Finding a host state and issues of repatriation and prison capacity were also pegged as key concerns with all of the options discussed.

“Given the large number of suspects being detained at sea by naval forces, it is clear that putting in place adequate prison arrangements is equally important as considering the options for prosecution,” O’Brien said.

Ultimately, however, all 33 speakers at the debate agreed that the stability of war-torn Somalia, ranked number one in Foreign Policy’s Failed State Index for three years running, is the key to solving the piracy problem.

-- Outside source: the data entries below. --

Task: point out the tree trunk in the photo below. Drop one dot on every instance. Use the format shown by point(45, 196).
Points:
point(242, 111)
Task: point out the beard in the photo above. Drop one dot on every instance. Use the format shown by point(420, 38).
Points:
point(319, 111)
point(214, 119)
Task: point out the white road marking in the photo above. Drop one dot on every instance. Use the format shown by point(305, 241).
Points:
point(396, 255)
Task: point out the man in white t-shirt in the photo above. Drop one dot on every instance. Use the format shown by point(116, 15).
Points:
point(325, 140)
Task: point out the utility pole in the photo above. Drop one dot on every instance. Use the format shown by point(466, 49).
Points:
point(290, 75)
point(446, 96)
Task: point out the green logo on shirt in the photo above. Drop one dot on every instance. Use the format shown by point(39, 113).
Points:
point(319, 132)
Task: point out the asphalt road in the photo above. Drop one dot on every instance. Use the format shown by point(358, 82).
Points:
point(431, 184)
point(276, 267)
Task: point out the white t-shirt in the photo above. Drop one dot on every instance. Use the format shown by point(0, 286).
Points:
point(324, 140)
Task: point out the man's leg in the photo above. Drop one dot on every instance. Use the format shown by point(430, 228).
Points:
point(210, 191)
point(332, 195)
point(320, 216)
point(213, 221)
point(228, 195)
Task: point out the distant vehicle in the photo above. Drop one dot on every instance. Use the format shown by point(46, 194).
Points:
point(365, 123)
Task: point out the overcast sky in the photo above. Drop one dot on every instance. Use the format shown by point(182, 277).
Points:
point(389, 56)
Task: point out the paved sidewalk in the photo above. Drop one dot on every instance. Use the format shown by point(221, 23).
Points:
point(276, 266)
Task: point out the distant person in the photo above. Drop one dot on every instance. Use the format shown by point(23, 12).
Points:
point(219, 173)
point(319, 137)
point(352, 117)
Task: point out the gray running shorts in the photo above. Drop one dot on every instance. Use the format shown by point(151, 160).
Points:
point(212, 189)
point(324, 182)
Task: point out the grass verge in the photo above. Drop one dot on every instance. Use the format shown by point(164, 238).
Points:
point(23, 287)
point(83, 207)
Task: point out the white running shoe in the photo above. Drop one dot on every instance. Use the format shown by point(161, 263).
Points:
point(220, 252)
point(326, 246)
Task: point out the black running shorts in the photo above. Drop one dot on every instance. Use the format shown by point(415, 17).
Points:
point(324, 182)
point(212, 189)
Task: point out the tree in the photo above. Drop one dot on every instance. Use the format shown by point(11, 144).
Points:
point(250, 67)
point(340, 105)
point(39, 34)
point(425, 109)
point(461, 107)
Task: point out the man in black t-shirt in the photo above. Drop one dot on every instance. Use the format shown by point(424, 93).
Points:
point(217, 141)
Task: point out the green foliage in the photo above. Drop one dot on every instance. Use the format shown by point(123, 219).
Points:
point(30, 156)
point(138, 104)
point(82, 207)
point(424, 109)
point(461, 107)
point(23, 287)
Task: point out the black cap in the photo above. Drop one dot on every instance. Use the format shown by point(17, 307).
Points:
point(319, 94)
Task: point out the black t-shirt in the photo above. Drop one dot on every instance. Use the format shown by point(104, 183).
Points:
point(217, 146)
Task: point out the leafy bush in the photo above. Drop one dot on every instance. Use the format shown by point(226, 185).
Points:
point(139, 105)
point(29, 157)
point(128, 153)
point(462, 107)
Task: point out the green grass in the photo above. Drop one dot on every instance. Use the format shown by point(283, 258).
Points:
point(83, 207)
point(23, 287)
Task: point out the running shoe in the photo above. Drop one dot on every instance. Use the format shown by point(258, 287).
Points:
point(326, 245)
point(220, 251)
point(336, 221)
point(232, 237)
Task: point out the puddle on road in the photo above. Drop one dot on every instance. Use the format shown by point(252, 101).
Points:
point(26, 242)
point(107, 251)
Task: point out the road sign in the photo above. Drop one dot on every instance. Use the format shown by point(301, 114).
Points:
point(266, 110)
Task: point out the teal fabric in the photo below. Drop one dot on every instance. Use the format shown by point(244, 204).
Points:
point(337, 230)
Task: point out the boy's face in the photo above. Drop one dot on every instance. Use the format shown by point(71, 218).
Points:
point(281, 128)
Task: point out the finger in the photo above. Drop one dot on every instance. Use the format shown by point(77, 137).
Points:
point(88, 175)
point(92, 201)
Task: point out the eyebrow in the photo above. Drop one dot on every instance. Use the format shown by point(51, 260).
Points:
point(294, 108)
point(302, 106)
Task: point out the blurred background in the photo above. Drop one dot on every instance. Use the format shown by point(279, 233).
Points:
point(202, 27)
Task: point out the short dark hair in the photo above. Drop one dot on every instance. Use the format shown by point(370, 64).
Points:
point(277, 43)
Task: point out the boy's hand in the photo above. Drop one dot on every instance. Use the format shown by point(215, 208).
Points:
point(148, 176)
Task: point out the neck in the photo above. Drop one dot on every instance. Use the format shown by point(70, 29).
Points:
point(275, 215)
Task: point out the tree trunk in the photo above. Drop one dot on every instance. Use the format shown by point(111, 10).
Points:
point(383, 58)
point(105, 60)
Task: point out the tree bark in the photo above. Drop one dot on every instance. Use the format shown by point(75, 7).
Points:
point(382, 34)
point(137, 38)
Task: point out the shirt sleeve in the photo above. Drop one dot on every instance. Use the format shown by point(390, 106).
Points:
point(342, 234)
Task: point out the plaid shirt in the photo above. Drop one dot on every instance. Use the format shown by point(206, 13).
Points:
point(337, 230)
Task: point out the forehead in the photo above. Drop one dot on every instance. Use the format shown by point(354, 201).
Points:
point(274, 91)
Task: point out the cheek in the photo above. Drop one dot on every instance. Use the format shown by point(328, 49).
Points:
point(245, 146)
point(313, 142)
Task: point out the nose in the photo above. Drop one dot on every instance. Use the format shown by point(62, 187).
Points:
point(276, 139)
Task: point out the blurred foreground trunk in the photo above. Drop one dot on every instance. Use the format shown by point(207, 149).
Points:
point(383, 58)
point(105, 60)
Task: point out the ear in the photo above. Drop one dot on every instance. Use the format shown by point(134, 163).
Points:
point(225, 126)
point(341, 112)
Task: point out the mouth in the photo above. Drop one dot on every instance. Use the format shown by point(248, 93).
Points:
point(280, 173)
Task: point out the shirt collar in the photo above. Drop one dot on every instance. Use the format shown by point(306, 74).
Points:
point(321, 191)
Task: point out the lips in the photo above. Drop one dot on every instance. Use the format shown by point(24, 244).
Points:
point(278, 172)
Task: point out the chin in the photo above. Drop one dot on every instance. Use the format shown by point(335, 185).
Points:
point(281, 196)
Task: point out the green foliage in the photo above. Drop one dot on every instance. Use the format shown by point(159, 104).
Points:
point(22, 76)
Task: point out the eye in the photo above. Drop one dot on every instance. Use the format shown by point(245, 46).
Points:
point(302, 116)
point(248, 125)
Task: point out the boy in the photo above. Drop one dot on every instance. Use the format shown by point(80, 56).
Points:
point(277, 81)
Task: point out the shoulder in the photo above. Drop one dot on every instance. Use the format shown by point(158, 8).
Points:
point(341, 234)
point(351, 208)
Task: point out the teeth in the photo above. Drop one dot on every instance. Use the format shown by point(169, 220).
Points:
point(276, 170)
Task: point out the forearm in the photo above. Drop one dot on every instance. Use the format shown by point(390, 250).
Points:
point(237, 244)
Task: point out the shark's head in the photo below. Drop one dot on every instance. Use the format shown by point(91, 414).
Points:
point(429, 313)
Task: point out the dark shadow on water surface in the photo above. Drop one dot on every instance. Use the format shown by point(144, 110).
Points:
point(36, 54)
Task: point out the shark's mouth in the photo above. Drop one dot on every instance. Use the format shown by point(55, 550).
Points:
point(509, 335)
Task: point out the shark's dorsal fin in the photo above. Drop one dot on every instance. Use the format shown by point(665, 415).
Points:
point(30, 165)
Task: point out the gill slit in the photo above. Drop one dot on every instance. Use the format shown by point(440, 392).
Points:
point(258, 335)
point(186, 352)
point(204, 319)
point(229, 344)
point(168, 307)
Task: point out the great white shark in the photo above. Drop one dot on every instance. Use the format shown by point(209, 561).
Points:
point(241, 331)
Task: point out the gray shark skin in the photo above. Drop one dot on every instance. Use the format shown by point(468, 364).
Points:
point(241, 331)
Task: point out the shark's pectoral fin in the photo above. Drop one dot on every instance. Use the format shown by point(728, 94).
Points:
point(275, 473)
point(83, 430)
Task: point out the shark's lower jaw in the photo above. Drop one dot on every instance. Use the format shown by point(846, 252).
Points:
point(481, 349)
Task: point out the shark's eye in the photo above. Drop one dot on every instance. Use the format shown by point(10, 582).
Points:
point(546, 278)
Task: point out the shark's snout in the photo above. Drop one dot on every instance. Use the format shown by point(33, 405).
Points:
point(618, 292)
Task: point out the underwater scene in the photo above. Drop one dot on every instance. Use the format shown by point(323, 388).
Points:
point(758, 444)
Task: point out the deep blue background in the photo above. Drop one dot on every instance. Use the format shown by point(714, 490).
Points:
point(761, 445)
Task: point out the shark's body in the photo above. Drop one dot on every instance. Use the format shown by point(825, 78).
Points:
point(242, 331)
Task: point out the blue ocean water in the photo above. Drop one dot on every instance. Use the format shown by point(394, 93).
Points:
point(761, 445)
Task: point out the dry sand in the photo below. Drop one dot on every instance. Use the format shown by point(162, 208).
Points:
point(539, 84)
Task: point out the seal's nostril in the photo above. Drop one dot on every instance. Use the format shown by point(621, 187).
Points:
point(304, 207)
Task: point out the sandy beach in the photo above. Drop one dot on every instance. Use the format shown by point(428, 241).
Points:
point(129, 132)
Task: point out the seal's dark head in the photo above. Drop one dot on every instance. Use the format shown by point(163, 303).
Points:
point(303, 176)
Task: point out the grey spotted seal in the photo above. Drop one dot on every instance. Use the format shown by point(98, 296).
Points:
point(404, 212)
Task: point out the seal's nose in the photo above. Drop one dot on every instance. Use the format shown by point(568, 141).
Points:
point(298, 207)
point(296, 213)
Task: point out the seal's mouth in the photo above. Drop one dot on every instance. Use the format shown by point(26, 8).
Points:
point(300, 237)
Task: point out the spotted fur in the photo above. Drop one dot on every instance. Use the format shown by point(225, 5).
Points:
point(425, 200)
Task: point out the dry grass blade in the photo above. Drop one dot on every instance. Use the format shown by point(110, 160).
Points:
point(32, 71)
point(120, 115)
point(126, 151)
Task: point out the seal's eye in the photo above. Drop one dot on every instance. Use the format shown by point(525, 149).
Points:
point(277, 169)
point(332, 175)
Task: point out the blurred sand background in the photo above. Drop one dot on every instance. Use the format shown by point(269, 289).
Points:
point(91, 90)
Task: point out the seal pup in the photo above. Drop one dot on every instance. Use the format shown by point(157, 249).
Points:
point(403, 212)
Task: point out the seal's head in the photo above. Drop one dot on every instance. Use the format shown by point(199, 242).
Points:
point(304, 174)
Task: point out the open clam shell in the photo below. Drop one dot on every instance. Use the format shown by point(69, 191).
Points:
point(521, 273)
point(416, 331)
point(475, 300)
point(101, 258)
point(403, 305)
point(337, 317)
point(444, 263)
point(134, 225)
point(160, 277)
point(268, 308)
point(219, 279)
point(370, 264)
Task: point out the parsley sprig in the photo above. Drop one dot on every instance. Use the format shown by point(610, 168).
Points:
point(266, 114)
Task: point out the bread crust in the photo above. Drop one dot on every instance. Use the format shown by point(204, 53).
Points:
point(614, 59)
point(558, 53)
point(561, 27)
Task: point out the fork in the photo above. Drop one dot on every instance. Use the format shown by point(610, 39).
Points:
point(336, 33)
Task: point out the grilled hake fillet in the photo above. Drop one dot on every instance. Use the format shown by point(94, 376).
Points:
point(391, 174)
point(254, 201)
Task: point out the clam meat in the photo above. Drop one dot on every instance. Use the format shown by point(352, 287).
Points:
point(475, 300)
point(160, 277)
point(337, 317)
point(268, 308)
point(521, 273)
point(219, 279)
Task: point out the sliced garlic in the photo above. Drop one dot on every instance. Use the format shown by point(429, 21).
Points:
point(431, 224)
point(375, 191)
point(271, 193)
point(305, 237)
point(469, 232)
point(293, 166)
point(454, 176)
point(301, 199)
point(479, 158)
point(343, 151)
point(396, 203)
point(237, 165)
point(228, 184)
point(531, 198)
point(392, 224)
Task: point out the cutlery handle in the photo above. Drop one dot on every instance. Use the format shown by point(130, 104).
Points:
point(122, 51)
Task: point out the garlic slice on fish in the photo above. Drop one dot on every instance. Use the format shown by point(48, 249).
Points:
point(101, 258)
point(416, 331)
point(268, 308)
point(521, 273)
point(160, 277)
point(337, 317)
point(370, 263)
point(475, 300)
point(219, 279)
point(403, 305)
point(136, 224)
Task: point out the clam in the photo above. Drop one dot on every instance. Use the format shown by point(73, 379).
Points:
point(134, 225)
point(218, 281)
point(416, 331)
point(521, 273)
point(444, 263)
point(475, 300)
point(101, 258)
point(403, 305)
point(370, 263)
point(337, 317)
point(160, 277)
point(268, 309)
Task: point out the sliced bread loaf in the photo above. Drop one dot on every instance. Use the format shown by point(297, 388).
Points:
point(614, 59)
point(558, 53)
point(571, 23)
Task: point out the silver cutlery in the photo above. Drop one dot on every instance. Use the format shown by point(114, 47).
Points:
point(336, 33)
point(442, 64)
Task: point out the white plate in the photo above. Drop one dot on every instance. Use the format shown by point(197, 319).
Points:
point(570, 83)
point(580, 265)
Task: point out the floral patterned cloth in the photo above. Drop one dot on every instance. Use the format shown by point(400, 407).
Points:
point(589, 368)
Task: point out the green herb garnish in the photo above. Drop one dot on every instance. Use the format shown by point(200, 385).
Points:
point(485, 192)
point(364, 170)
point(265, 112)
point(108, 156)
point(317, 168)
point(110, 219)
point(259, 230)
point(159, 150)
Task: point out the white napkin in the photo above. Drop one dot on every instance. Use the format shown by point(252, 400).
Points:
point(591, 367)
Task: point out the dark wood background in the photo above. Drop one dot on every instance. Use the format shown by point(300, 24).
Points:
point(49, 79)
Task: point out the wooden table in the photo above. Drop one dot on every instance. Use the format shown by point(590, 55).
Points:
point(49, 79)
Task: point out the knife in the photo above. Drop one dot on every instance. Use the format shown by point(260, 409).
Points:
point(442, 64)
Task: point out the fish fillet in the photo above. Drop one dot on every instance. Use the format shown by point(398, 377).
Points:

“Somali piracy is directly tied to the failure of the institutions of governance of the Somali state,” Muburi- Muita said. “In seeking a definitive solution to the piracy issue, it is important that we aim at a durable solution to the political situation in Somalia, including addressing the socio-economic imperatives that have made piracy an attractive means of livelihood for Somalia’s youth.”

Forty percent of Somalia’s population is in need of humanitarian assistance and its people earn an average of less than two dollars per day. Yet just off the coast of the war-torn and blighted failed state – home of what the U.N. considers one of the worst humanitarian crises in the world – small gangs of AK-47-wielding freebooters earn an average of one to two million dollars per ransom.

Since early this year alone, 139 piracy-related incidents have taken place, with 30 ships hijacked and 450 individuals currently being held ransom, Ban noted. And according to Kraska, about a third of piracy acts are successful.

“Let us always remember that reducing and limiting piracy in the region means a sustained response not only at sea but also on land where piracy originates,” Ban said.